When SpaceX successfully launched its first Falcon Heavy booster Tuesday (Feb. 6) from the same Florida pad used by NASA's Apollo missions, the company claimed the title for the most powerful rocket. And for some companies, that might be a year-defining feat.But SpaceX and its CEO, Elon Musk, have a lot more coming this year, including launching astronauts on its crewed Dragon spacecraft and preparing its Big Falcon Rocket (BFR) for potential tests in 2019.

SpaceX's Falcon Heavy can launch up to 141,000 lbs. (64 metric tons) of payload into orbit, and sent Musk's Tesla Roadster on a deep-space ride toward the asteroid belt when the rocket blasted off from Pad 39A at NASA's Kennedy Space Center in Cape Canaveral, Florida, Tuesday.

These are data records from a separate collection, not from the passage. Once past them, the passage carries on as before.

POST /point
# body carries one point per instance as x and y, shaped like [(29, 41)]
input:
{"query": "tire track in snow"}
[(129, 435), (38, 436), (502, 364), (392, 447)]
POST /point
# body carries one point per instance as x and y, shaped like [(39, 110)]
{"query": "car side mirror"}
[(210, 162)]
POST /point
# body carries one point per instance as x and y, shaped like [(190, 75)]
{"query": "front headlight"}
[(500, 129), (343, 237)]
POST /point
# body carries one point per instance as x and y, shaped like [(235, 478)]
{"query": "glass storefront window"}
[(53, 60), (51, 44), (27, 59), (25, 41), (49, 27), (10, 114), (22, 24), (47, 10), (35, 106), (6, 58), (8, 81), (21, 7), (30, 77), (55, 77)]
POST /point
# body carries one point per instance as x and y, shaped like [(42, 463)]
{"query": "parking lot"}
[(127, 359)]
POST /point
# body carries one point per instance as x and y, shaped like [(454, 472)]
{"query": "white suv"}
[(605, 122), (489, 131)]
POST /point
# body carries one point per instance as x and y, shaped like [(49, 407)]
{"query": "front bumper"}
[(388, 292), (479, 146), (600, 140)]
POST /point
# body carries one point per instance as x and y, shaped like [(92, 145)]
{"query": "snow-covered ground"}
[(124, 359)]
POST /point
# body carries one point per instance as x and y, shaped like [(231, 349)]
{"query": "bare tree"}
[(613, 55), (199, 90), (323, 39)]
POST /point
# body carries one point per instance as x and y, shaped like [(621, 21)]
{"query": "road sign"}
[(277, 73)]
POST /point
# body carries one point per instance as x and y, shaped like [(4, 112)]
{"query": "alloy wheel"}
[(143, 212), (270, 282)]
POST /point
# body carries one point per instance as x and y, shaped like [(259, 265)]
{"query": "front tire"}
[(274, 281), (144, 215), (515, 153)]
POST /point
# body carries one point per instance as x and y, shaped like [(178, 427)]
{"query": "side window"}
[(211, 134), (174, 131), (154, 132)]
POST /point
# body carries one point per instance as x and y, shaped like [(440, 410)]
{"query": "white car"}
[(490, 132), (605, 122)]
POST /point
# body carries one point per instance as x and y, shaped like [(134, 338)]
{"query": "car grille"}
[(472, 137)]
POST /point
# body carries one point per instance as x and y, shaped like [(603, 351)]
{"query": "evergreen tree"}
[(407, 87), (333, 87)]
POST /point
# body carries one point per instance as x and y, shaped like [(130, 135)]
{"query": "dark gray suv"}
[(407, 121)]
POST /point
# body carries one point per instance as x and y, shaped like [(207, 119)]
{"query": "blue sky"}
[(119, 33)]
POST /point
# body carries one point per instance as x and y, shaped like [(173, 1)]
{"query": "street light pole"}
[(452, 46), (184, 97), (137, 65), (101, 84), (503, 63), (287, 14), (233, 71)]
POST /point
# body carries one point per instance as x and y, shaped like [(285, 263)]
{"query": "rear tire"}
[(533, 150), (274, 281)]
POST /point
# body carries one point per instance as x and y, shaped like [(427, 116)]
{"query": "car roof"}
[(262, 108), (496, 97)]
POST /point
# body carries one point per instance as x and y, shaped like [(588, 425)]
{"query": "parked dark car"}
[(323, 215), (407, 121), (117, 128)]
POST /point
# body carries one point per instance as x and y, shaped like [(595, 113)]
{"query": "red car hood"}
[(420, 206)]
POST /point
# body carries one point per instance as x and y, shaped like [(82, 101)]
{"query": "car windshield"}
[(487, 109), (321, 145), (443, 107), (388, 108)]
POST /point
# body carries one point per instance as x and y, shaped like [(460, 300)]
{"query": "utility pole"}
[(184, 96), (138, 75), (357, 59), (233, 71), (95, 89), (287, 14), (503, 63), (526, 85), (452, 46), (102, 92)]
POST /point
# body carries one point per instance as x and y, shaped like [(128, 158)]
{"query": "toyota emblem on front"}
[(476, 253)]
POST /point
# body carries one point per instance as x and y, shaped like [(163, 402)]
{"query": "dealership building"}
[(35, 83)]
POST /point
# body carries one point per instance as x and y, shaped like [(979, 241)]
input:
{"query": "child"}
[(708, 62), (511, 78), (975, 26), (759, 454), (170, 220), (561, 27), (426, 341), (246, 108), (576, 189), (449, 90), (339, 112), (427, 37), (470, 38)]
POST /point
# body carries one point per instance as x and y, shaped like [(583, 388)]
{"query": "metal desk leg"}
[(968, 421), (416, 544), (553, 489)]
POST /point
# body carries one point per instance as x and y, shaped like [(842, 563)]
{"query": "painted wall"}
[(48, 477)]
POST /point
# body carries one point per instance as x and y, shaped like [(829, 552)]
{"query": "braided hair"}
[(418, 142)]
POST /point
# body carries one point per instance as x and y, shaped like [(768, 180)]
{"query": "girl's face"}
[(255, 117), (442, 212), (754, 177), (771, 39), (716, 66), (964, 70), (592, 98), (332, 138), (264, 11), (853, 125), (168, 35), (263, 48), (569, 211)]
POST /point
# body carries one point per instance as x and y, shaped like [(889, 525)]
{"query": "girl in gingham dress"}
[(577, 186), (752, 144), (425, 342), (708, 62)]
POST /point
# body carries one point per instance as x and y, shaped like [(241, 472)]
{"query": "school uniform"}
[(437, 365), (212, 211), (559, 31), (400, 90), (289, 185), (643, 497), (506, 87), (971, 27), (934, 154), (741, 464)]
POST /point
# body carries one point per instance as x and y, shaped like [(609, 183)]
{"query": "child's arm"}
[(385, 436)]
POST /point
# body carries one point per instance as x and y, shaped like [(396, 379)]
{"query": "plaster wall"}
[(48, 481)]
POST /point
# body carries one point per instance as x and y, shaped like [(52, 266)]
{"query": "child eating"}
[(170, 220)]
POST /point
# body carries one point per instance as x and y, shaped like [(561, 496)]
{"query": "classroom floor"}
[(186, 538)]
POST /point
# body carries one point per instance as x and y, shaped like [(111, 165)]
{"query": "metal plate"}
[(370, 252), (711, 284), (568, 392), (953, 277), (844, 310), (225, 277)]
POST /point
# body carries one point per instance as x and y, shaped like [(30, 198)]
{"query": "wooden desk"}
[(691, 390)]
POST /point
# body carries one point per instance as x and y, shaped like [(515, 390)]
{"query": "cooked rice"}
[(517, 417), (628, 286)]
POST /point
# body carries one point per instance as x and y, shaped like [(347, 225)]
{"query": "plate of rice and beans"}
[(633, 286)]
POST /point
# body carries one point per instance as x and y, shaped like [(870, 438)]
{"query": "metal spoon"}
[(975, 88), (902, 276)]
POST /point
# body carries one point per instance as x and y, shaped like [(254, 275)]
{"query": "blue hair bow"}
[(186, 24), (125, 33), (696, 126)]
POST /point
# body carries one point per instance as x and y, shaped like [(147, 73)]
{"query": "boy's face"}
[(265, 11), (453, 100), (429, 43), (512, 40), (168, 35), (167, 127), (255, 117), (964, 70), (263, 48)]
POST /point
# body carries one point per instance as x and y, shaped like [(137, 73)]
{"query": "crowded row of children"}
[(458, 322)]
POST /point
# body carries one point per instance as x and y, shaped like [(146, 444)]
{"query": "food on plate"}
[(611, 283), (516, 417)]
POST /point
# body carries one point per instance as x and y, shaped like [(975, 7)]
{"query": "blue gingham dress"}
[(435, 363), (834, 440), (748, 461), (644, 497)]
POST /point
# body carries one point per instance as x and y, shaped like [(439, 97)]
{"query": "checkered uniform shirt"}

That lift capacity allows SpaceX to launch heavier satellites into low Earth orbit, or reach higher geostationary orbits used by some satellites to keep station over the same part of Earth.

SpaceX advertises Falcon Heavy flights for $90 million a launch. The Delta IV Heavy, meanwhile, can launch 32 tons (29 metric tons) into orbit and costs between $300 million and $500 million per flight, according to Tommy Sanford, executive director of the Commercial Spaceflight Federation, told Space.com before the launch. That's a potentially huge cost savings.

So that's a big year for SpaceX, with potentially more big years to come. And it's all happening as the company continues its traditional Falcon 9 rocket launches for midsize satellite missions and NASA cargo deliveries to the International Space Station.

The Falcon Heavy debut was SpaceX's third launch of 2018, following two Falcon 9 missions in January that launched the mysterious Zuma payload for the U.S. government and the GovSat-1 communications satellite.

The next mission to fly will be a Falcon 9, launched from Vandenberg Air Force Base, carrying the Paz satellite for the Spanish company Hisdesat. That mission is targeted for Feb. 17, according to Spaceflight Now, and could be followed on Feb. 22 with the launch of another Falcon 9 from Cape Canaveral Air Force Station carrying the Hispasat 1F communications satellite for Spain's Hispasat.